Work Health and Safety in Employment Law in Victoria
Both workers and employers have responsibilities when it comes to work health and safety. Workers have a duty to carry out their work in a way that does not harm their own health or safety or that of others. As an employee, you have a duty to notify your employer of any work-related illness or injury within 30 days of becoming aware of it. For a summary of the claims process, go to the Worksafe Victoria website. If you are an employer, it’s important that you understand your duties relating to work health and safety. These obligations include maintaining a safe workplace and ensuring the safe handling of potentially dangerous materials or items. As an employer, you are required to support workers by giving staff sufficient information, training, and supervision to facilitate healthy and safe working conditions. In addition, you need to consult employees on health and safety issues. Under Section 21 of the OHSA, you could be fined up to $265,000 (individuals) or $1,328,000 (bodies corporate) for a breach.
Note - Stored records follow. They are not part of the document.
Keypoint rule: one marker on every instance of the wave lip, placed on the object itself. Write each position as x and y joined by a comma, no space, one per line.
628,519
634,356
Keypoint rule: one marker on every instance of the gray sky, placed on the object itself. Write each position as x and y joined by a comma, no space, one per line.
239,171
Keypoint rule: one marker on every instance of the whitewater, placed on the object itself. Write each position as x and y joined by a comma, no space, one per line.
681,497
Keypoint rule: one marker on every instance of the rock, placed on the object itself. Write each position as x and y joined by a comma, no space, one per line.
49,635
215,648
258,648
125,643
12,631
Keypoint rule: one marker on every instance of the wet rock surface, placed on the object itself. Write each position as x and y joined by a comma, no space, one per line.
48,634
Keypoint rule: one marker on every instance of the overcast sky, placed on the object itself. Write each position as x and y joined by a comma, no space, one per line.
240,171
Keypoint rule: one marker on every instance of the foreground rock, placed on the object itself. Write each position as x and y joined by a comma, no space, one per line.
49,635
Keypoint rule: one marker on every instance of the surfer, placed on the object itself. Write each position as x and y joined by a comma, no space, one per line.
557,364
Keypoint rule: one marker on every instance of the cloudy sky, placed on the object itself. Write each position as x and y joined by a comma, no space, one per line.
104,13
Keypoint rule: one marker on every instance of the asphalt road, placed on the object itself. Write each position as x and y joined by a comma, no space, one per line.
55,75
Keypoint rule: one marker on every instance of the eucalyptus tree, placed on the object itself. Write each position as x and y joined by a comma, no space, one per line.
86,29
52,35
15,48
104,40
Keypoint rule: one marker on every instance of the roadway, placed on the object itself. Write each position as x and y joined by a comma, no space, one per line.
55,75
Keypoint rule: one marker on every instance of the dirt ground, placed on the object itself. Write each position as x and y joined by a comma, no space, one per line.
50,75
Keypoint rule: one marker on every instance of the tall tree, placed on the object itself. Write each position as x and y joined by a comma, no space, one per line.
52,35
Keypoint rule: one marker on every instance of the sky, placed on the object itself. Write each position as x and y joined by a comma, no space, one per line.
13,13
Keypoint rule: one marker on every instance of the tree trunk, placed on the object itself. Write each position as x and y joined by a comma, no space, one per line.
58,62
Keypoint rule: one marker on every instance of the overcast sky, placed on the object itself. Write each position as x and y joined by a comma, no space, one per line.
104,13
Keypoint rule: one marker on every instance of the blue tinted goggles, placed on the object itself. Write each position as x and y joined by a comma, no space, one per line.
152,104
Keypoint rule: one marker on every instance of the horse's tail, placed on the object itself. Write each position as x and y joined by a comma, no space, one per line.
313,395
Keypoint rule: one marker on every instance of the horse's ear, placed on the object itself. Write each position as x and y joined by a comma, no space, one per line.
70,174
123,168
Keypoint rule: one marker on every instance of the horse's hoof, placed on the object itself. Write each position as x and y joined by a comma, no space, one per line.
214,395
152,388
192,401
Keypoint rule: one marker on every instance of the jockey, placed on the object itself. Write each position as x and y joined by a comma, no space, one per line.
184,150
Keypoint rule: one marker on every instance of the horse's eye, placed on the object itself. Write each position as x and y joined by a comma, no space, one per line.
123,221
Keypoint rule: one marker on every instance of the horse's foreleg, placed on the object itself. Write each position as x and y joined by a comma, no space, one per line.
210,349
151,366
Workers’ Compensation in Victoria
You might be eligible for compensation if you experience a work-related injury. Victorian law requires employers with more than $7,500 in yearly payroll to maintain WorkSafe insurance for their workers. Employers are required to do so even if they have only one employee, who may be an apprentice or trainee. The main law for workers’ compensation in Victoria is the Workplace Injury Rehabilitation and Compensation Act 2013 (Vic). This law covers the claims process, eligibility for compensation, return to work rights, and other workers’ compensation issues. The law also sets out the process for using the Accident Compensation and Conciliation Service, which you can use to resolve a dispute you have with your employer or employee. Commonwealth employees are covered by a different law for workers’ compensation.
Victorian Bullying Laws
Most Victorian employees are protected against bullying in the workplace by the Fair Work Act, but state legislation offers additional protection against bullying. Victoria criminalised bullying in 2011. Section 21A of the Crimes Act 1958 (Vic) outlines what can be considered bullying and makes the crime punishable by up to 10 years imprisonment. Making threats, speaking in an abusive manner, or acting in an offensive or abusive manner are some of the things that could be considered bullying under the state law. The Victorian law also includes provisions for internet-based bullying or stalking.
Discrimination and Equal Opportunity
National laws on discrimination – including Section 351 of the Fair Work Act 2009 (Cth) – apply to most Victorian employees, however the state also has its own anti-discrimination and equal opportunity laws which will apply to Victorian employees (except Commonwealth employees). The Equal Opportunity Act 2010 (Vic) protects employees from being discriminated on the basis of certain attributes and activities including age, sex, gender identity, marital status, parental status, sexual orientation, political beliefs, employment activity and physical or mental impairment. If you are an employee and believe you have been discriminated against according to employment law in Victoria, you might be able make a complaint to the Victorian Equal Opportunity and Human Rights Commission, lodge an application to the Victorian Civil and Administrative Tribunal, or make a claim of discrimination in Court.